Изменить размер шрифта - +
Говорят, что якобы у верховного командования есть страшно дефицитные американские таблетки, которые моментально выводят радикалы из организма, и якобы таблетки эти помогают людям, схватившим даже смертельную дозу. Но это не про нас, думал Берзалов, мы люди простые, окопные, нам и цистамин подойдёт. Судьба нас, видать, пока миловала. И не умнее мы, и не счастливее, а просто везучие. Планида, ничего не скажешь, мать её за ногу.

— А ты чего молчишь? — раздраженно спросил Берзалов у второго пленного. — Юпитин, развяжи ему руки! И дай спирта!

— Товарищ старший лейтенант…

— Дай, дай… — со смыслом посоветовал Берзалов. — Хуже не будет. И хлеба дай, если есть.

— Он, дурилка картонная, Игнатьева ранил… — напомнил прапорщик Гаврилов.

Он произнёс это равнодушно, скорее для проформы, перекладывая на плечи старшего лейтенанта последствия его решений, в том числе и чисто с моральной точки зрения: «Надо б было наказать по всей строгости». Однако Берзалов не обратил на его слова никакого внимания. Вернее, он‑то, конечно же, обратил и даже подумал, что Федор Дмитриевич имеет права на своё суждение, но в данной конкретной ситуации следовало разговорить пленного, тем более, что сержант Игнатьев, по его же словам, ранен легко и через пару — тройку дней встанет в строй.

— Студент, что ли?.. — спросил Берзалов беззлобно, чтобы наладить контакт.

— Ага… — односложно ответил пленный, давясь хлебом. — Педагогический… — добавил он с набитым ртом, едва двигая языком.

— Ха! — с презрением отреагировал Юпитин и скорчил отвратительную рожу, которая как нельзя лучше подчёркивала его рязанские корни, а ещё отражала целую солдатскую философию: мол, чего с пленным возиться — никчёмный человечишка, даже стрелять не умеет, такого ни кормить, ни поить не надо, тем более спиртом угощать.

Но Берзалов не стал вникать в мысли и поступки старшего сержанта Игоря Юпитина, командира второго отделения, человека, в общем‑то, вдумчивого и предсказуемого. Его интересовало другое, то что было продолжением утреннего сна. «Педагогический» — это звучало, как привет из другой, мирной жизни, которая никогда не вернётся. Все это понимали и все старались проникнуться настоящим моментом, чтобы не сойти с ума. Только это плохо получалось. Человеку нужно прошлое, он так устроен. Однако теперь этого прошлого ни у кого не было. Оно было разделено на мирную жизнь — такую желанную, о которой вспоминали с трепетом и пиететом, и на атомный век, которому не было видно ни конца ни края, потому что он только — только начался. И все, кто сейчас живёт, его конца не увидят, да и какой может быть конец после Третьей мировой? Только очень плохой. «Хана нам всем», — считали многие. Вот народ и дурел потихоньку. Ну и голод, конечно, извечный спутник этого самого атомного века.
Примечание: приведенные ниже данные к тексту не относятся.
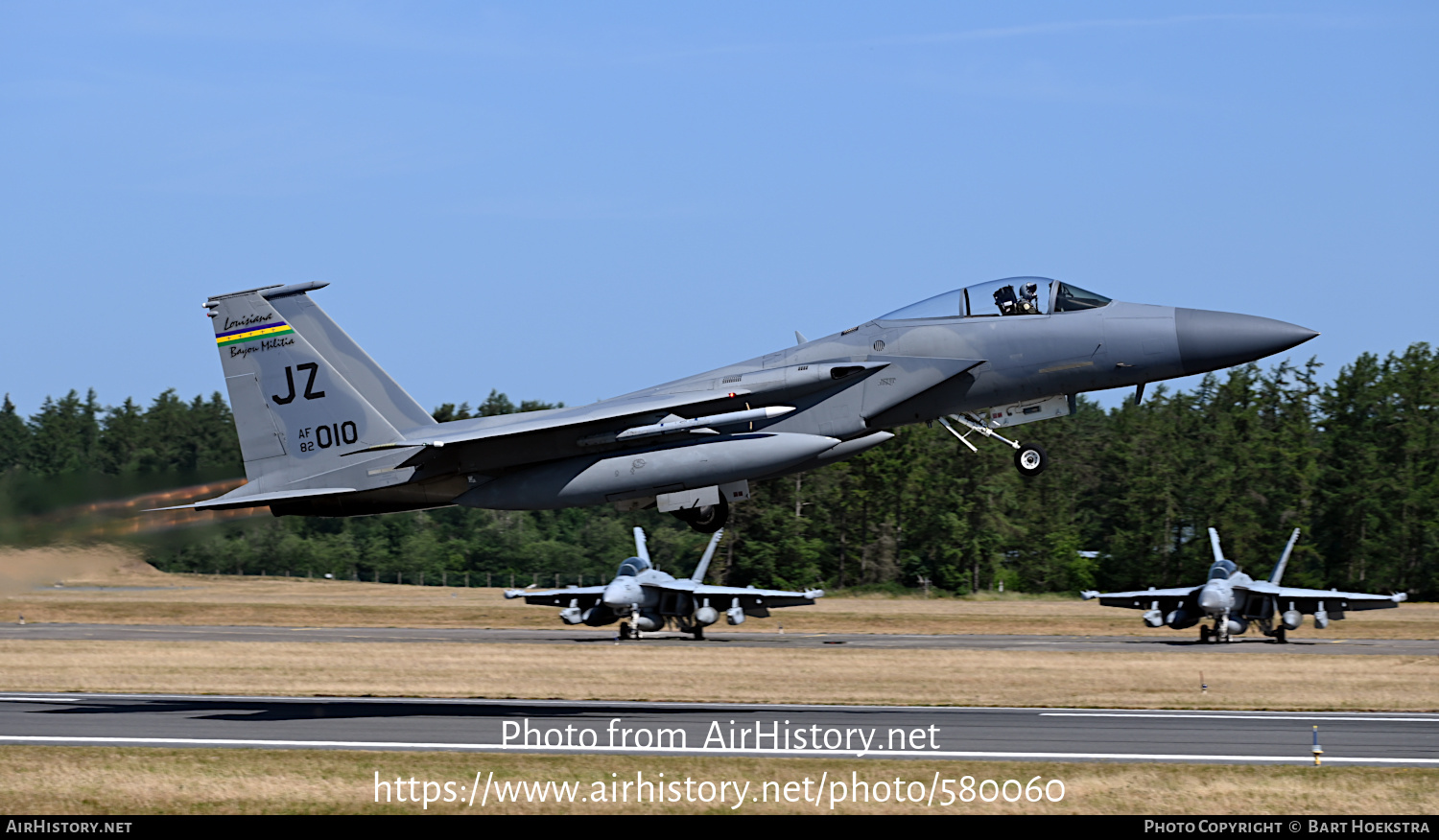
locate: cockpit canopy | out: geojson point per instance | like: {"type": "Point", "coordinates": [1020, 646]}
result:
{"type": "Point", "coordinates": [632, 567]}
{"type": "Point", "coordinates": [1007, 296]}
{"type": "Point", "coordinates": [1222, 570]}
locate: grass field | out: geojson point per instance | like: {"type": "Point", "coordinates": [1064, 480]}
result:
{"type": "Point", "coordinates": [80, 780]}
{"type": "Point", "coordinates": [109, 586]}
{"type": "Point", "coordinates": [152, 597]}
{"type": "Point", "coordinates": [627, 672]}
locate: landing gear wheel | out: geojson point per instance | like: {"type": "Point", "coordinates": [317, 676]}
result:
{"type": "Point", "coordinates": [1030, 459]}
{"type": "Point", "coordinates": [705, 520]}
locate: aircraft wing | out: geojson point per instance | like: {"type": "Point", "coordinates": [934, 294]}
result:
{"type": "Point", "coordinates": [587, 595]}
{"type": "Point", "coordinates": [756, 598]}
{"type": "Point", "coordinates": [531, 436]}
{"type": "Point", "coordinates": [1142, 598]}
{"type": "Point", "coordinates": [1334, 600]}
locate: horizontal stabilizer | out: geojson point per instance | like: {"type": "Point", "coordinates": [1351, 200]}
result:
{"type": "Point", "coordinates": [232, 501]}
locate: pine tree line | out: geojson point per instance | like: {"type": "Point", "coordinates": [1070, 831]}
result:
{"type": "Point", "coordinates": [1124, 503]}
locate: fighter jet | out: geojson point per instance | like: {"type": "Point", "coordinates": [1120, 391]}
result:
{"type": "Point", "coordinates": [1234, 600]}
{"type": "Point", "coordinates": [650, 598]}
{"type": "Point", "coordinates": [325, 432]}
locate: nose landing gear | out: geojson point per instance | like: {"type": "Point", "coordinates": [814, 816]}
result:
{"type": "Point", "coordinates": [1030, 459]}
{"type": "Point", "coordinates": [705, 520]}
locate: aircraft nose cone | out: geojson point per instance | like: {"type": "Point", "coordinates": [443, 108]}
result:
{"type": "Point", "coordinates": [1214, 598]}
{"type": "Point", "coordinates": [619, 595]}
{"type": "Point", "coordinates": [1209, 341]}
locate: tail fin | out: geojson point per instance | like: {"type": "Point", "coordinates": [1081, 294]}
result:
{"type": "Point", "coordinates": [294, 410]}
{"type": "Point", "coordinates": [704, 561]}
{"type": "Point", "coordinates": [1284, 558]}
{"type": "Point", "coordinates": [1214, 543]}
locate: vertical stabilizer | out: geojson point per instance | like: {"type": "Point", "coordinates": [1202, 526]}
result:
{"type": "Point", "coordinates": [1284, 558]}
{"type": "Point", "coordinates": [294, 410]}
{"type": "Point", "coordinates": [1214, 543]}
{"type": "Point", "coordinates": [353, 362]}
{"type": "Point", "coordinates": [704, 561]}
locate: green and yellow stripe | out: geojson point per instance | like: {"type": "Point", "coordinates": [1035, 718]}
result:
{"type": "Point", "coordinates": [252, 334]}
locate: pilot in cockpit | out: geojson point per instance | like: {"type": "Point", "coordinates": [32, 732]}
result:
{"type": "Point", "coordinates": [1026, 302]}
{"type": "Point", "coordinates": [1029, 298]}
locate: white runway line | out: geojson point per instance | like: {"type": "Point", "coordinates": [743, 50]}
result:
{"type": "Point", "coordinates": [655, 750]}
{"type": "Point", "coordinates": [1292, 716]}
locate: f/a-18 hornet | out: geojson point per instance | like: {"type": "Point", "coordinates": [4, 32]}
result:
{"type": "Point", "coordinates": [1232, 600]}
{"type": "Point", "coordinates": [652, 598]}
{"type": "Point", "coordinates": [325, 432]}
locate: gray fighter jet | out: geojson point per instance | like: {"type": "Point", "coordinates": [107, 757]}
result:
{"type": "Point", "coordinates": [1234, 600]}
{"type": "Point", "coordinates": [652, 598]}
{"type": "Point", "coordinates": [325, 432]}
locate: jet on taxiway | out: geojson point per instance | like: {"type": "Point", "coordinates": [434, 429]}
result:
{"type": "Point", "coordinates": [325, 432]}
{"type": "Point", "coordinates": [1232, 600]}
{"type": "Point", "coordinates": [652, 598]}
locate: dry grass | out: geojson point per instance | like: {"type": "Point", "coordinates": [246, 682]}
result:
{"type": "Point", "coordinates": [318, 603]}
{"type": "Point", "coordinates": [81, 780]}
{"type": "Point", "coordinates": [616, 672]}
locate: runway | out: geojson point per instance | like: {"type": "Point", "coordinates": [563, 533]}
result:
{"type": "Point", "coordinates": [858, 733]}
{"type": "Point", "coordinates": [722, 639]}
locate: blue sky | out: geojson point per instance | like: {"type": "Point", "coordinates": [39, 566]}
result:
{"type": "Point", "coordinates": [573, 200]}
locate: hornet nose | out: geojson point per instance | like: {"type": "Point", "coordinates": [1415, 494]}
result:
{"type": "Point", "coordinates": [1209, 341]}
{"type": "Point", "coordinates": [622, 593]}
{"type": "Point", "coordinates": [1214, 598]}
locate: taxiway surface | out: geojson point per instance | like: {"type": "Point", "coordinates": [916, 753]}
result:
{"type": "Point", "coordinates": [724, 639]}
{"type": "Point", "coordinates": [717, 730]}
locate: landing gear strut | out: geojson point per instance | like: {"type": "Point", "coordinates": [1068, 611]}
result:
{"type": "Point", "coordinates": [705, 520]}
{"type": "Point", "coordinates": [1030, 459]}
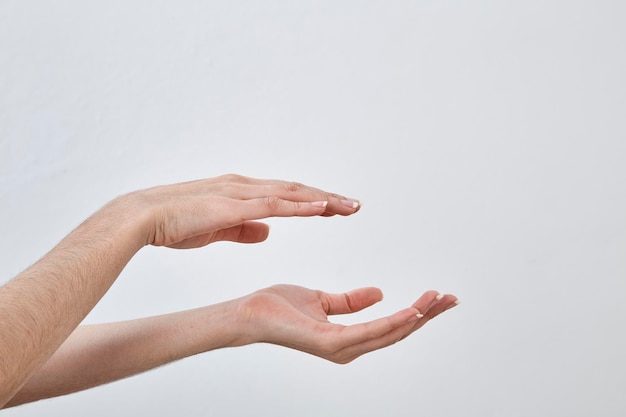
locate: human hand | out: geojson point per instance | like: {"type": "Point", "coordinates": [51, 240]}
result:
{"type": "Point", "coordinates": [194, 214]}
{"type": "Point", "coordinates": [297, 317]}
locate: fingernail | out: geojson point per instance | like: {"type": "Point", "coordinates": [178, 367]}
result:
{"type": "Point", "coordinates": [351, 203]}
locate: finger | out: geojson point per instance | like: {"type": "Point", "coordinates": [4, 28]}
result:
{"type": "Point", "coordinates": [245, 188]}
{"type": "Point", "coordinates": [247, 232]}
{"type": "Point", "coordinates": [446, 302]}
{"type": "Point", "coordinates": [350, 302]}
{"type": "Point", "coordinates": [363, 332]}
{"type": "Point", "coordinates": [349, 353]}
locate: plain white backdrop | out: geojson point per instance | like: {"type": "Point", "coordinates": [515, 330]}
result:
{"type": "Point", "coordinates": [486, 139]}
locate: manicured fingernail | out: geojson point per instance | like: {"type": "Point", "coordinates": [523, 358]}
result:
{"type": "Point", "coordinates": [351, 203]}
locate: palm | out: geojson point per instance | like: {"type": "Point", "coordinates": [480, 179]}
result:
{"type": "Point", "coordinates": [297, 317]}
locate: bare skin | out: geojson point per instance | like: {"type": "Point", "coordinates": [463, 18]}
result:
{"type": "Point", "coordinates": [43, 352]}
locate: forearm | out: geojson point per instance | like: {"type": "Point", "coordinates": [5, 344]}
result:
{"type": "Point", "coordinates": [40, 307]}
{"type": "Point", "coordinates": [102, 353]}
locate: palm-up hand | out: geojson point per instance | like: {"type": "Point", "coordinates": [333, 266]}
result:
{"type": "Point", "coordinates": [297, 317]}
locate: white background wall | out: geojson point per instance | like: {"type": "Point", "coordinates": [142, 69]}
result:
{"type": "Point", "coordinates": [486, 139]}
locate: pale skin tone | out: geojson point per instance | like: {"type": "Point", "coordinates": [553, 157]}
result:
{"type": "Point", "coordinates": [45, 353]}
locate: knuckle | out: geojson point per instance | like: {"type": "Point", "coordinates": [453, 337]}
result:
{"type": "Point", "coordinates": [231, 177]}
{"type": "Point", "coordinates": [272, 203]}
{"type": "Point", "coordinates": [293, 186]}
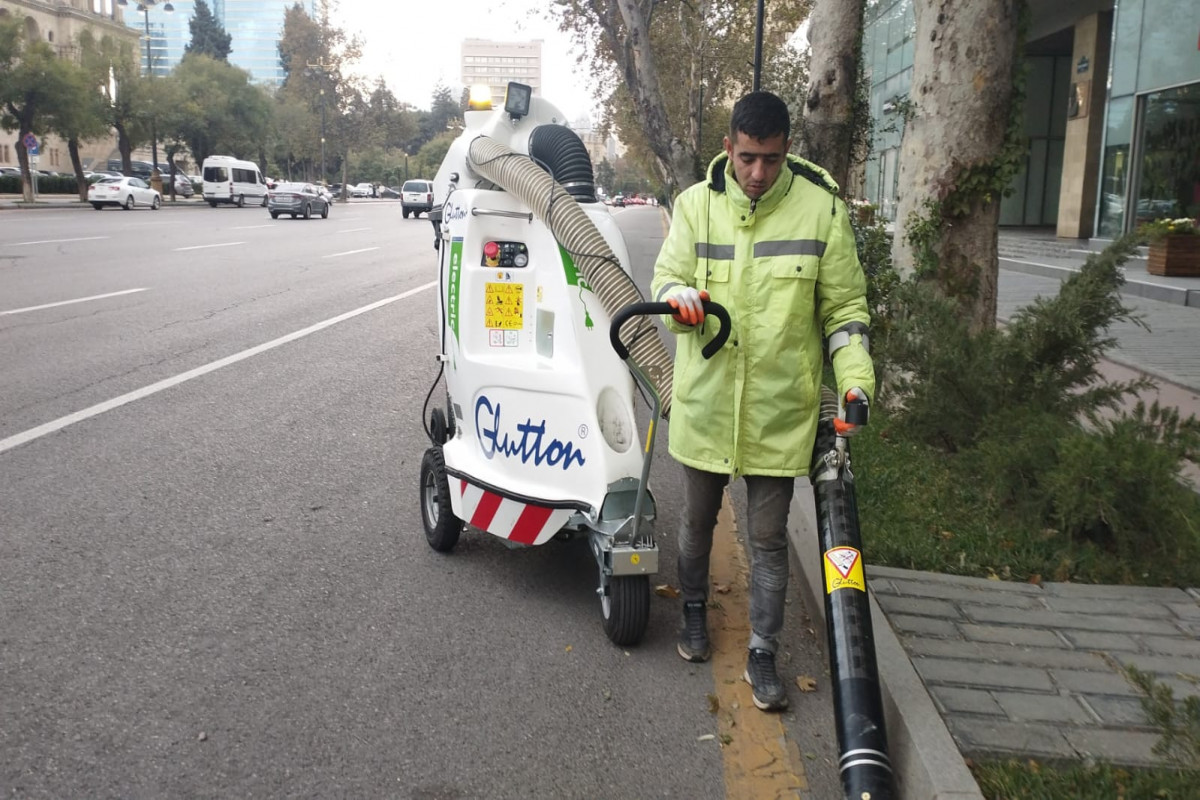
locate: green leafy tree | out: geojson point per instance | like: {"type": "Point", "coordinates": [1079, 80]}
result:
{"type": "Point", "coordinates": [209, 37]}
{"type": "Point", "coordinates": [313, 53]}
{"type": "Point", "coordinates": [33, 82]}
{"type": "Point", "coordinates": [444, 114]}
{"type": "Point", "coordinates": [213, 108]}
{"type": "Point", "coordinates": [82, 113]}
{"type": "Point", "coordinates": [606, 175]}
{"type": "Point", "coordinates": [666, 66]}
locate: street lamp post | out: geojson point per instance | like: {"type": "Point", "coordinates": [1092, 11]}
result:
{"type": "Point", "coordinates": [144, 7]}
{"type": "Point", "coordinates": [324, 68]}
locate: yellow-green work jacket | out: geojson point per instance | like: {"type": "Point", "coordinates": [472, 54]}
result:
{"type": "Point", "coordinates": [787, 271]}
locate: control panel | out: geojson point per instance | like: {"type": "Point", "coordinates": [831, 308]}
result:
{"type": "Point", "coordinates": [505, 254]}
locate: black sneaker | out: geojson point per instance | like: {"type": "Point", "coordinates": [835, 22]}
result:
{"type": "Point", "coordinates": [768, 690]}
{"type": "Point", "coordinates": [694, 632]}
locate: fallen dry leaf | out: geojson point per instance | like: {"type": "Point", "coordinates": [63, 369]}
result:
{"type": "Point", "coordinates": [807, 683]}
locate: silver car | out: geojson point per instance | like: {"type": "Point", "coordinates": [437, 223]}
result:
{"type": "Point", "coordinates": [298, 199]}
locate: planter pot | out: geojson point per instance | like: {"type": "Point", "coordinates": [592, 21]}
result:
{"type": "Point", "coordinates": [1176, 254]}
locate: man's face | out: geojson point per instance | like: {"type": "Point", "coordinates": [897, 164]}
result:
{"type": "Point", "coordinates": [756, 162]}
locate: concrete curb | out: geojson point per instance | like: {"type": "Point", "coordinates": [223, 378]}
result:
{"type": "Point", "coordinates": [928, 763]}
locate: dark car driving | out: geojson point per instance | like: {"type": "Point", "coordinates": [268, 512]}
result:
{"type": "Point", "coordinates": [298, 199]}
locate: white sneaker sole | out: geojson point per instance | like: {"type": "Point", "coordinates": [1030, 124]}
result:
{"type": "Point", "coordinates": [781, 705]}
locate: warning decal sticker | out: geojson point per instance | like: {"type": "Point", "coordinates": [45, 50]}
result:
{"type": "Point", "coordinates": [844, 570]}
{"type": "Point", "coordinates": [504, 306]}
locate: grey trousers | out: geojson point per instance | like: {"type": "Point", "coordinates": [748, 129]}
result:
{"type": "Point", "coordinates": [768, 499]}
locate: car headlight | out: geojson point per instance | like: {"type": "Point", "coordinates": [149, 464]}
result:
{"type": "Point", "coordinates": [616, 421]}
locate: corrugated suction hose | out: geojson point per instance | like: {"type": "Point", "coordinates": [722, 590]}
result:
{"type": "Point", "coordinates": [594, 259]}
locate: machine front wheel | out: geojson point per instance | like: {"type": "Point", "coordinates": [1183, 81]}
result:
{"type": "Point", "coordinates": [442, 528]}
{"type": "Point", "coordinates": [627, 608]}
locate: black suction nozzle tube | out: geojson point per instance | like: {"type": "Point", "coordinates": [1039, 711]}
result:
{"type": "Point", "coordinates": [654, 308]}
{"type": "Point", "coordinates": [858, 707]}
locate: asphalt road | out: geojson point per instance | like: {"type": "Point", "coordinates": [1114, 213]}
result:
{"type": "Point", "coordinates": [213, 576]}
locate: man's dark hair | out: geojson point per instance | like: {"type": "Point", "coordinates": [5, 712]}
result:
{"type": "Point", "coordinates": [761, 115]}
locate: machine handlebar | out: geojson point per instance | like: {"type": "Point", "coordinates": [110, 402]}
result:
{"type": "Point", "coordinates": [652, 308]}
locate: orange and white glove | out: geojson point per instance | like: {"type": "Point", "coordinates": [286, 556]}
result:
{"type": "Point", "coordinates": [687, 301]}
{"type": "Point", "coordinates": [853, 413]}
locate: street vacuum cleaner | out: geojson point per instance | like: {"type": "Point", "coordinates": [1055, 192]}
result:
{"type": "Point", "coordinates": [544, 342]}
{"type": "Point", "coordinates": [538, 438]}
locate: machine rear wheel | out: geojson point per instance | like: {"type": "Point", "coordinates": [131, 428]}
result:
{"type": "Point", "coordinates": [442, 528]}
{"type": "Point", "coordinates": [627, 608]}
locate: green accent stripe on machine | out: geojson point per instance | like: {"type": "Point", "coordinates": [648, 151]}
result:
{"type": "Point", "coordinates": [453, 289]}
{"type": "Point", "coordinates": [573, 275]}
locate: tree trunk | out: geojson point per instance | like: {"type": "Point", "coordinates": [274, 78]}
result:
{"type": "Point", "coordinates": [77, 164]}
{"type": "Point", "coordinates": [125, 148]}
{"type": "Point", "coordinates": [835, 31]}
{"type": "Point", "coordinates": [963, 97]}
{"type": "Point", "coordinates": [27, 178]}
{"type": "Point", "coordinates": [675, 157]}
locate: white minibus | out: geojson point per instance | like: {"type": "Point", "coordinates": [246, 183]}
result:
{"type": "Point", "coordinates": [231, 180]}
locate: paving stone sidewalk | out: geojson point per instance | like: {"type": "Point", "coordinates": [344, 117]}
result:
{"type": "Point", "coordinates": [1021, 669]}
{"type": "Point", "coordinates": [1037, 671]}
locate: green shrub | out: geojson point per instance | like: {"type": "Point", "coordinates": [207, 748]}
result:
{"type": "Point", "coordinates": [1005, 452]}
{"type": "Point", "coordinates": [59, 185]}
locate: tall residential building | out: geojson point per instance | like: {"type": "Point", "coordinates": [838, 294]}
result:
{"type": "Point", "coordinates": [255, 25]}
{"type": "Point", "coordinates": [495, 64]}
{"type": "Point", "coordinates": [1111, 113]}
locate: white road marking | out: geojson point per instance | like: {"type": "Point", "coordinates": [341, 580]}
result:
{"type": "Point", "coordinates": [67, 302]}
{"type": "Point", "coordinates": [227, 244]}
{"type": "Point", "coordinates": [167, 383]}
{"type": "Point", "coordinates": [351, 252]}
{"type": "Point", "coordinates": [54, 241]}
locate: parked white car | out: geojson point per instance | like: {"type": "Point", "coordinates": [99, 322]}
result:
{"type": "Point", "coordinates": [125, 192]}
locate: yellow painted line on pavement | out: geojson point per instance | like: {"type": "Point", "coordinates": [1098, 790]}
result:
{"type": "Point", "coordinates": [760, 762]}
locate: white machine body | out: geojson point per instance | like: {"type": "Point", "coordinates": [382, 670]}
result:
{"type": "Point", "coordinates": [543, 408]}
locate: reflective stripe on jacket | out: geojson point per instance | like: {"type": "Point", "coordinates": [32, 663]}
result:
{"type": "Point", "coordinates": [787, 271]}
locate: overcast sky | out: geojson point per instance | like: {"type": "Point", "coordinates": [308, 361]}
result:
{"type": "Point", "coordinates": [413, 48]}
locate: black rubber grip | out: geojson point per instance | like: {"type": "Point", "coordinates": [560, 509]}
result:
{"type": "Point", "coordinates": [653, 308]}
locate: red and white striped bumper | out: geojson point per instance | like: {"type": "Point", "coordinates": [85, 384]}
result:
{"type": "Point", "coordinates": [517, 521]}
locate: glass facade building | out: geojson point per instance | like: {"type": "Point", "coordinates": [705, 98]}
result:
{"type": "Point", "coordinates": [1111, 113]}
{"type": "Point", "coordinates": [255, 25]}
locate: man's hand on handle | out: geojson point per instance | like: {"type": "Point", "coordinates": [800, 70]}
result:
{"type": "Point", "coordinates": [853, 413]}
{"type": "Point", "coordinates": [687, 302]}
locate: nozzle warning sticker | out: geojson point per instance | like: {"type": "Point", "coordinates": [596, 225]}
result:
{"type": "Point", "coordinates": [504, 306]}
{"type": "Point", "coordinates": [844, 570]}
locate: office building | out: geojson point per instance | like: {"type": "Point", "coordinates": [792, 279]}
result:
{"type": "Point", "coordinates": [255, 28]}
{"type": "Point", "coordinates": [1111, 113]}
{"type": "Point", "coordinates": [495, 64]}
{"type": "Point", "coordinates": [59, 23]}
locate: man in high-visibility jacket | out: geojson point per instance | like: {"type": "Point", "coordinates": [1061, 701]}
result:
{"type": "Point", "coordinates": [766, 236]}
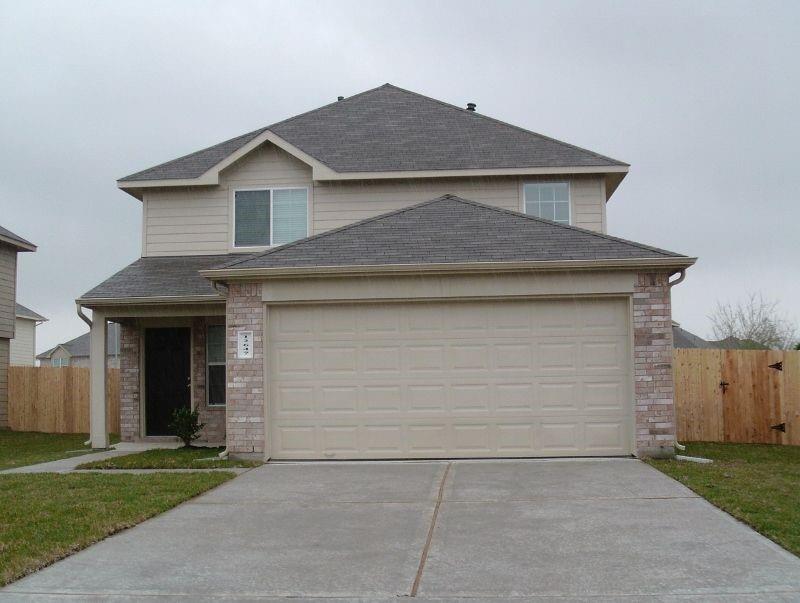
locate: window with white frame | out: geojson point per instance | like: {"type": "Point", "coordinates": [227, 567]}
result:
{"type": "Point", "coordinates": [215, 365]}
{"type": "Point", "coordinates": [267, 217]}
{"type": "Point", "coordinates": [548, 200]}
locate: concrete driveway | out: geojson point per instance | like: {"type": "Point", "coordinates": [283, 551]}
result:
{"type": "Point", "coordinates": [568, 530]}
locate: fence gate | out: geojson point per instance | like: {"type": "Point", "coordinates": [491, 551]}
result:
{"type": "Point", "coordinates": [746, 396]}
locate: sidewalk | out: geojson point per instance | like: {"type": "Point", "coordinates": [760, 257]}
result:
{"type": "Point", "coordinates": [68, 464]}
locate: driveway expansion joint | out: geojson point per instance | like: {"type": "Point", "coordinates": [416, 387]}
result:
{"type": "Point", "coordinates": [426, 548]}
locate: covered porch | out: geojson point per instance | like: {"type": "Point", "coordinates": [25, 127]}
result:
{"type": "Point", "coordinates": [170, 357]}
{"type": "Point", "coordinates": [172, 348]}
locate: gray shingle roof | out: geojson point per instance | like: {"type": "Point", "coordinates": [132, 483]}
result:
{"type": "Point", "coordinates": [391, 129]}
{"type": "Point", "coordinates": [160, 277]}
{"type": "Point", "coordinates": [23, 312]}
{"type": "Point", "coordinates": [7, 234]}
{"type": "Point", "coordinates": [449, 230]}
{"type": "Point", "coordinates": [80, 345]}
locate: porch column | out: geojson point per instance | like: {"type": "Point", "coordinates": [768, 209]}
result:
{"type": "Point", "coordinates": [98, 354]}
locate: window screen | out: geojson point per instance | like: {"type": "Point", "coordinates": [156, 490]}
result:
{"type": "Point", "coordinates": [548, 200]}
{"type": "Point", "coordinates": [252, 218]}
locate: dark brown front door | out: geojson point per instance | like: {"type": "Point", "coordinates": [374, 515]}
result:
{"type": "Point", "coordinates": [167, 376]}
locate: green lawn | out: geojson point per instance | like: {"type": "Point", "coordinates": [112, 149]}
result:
{"type": "Point", "coordinates": [19, 448]}
{"type": "Point", "coordinates": [48, 516]}
{"type": "Point", "coordinates": [756, 483]}
{"type": "Point", "coordinates": [179, 458]}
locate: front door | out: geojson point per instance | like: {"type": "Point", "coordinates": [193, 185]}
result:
{"type": "Point", "coordinates": [167, 377]}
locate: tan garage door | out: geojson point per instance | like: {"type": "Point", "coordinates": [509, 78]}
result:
{"type": "Point", "coordinates": [450, 379]}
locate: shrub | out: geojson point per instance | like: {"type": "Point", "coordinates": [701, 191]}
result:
{"type": "Point", "coordinates": [186, 425]}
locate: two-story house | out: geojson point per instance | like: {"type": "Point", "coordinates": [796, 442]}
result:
{"type": "Point", "coordinates": [391, 276]}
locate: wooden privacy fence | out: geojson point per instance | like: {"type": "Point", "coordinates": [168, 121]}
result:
{"type": "Point", "coordinates": [746, 396]}
{"type": "Point", "coordinates": [56, 400]}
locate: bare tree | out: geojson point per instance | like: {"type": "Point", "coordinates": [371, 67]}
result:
{"type": "Point", "coordinates": [754, 320]}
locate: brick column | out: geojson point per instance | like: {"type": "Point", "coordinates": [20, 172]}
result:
{"type": "Point", "coordinates": [129, 382]}
{"type": "Point", "coordinates": [212, 416]}
{"type": "Point", "coordinates": [245, 388]}
{"type": "Point", "coordinates": [652, 333]}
От пленного пахло маргаритками, и Берзалов удивился, что этого никто не замечает. Человек пахнет маргаритками! С чего бы это? Но разведчикам по нынешним временам, похоже, было всё равно. На то они и разведчики, чтобы ничему не удивляться.

Пленный с жадностью глотнул спирта, даже не закашлялся и снова вгрызся, как кролик, острыми зубами в краюху чёрного хлеба. Кадык на его худой шее ходил вверх — вниз, вверх — вниз. Он держал краюху двумя руками, как человек, который не ел лет десять. В бровях и из‑под шапки над ушами виднелись белые яйца вшей.

— Мы… мы… — промямлил он, — последнее время одной крапивой питались.

— А куда шли? — спросил Берзалов.

— На юг, — очень даже по — деловому ответил пленный.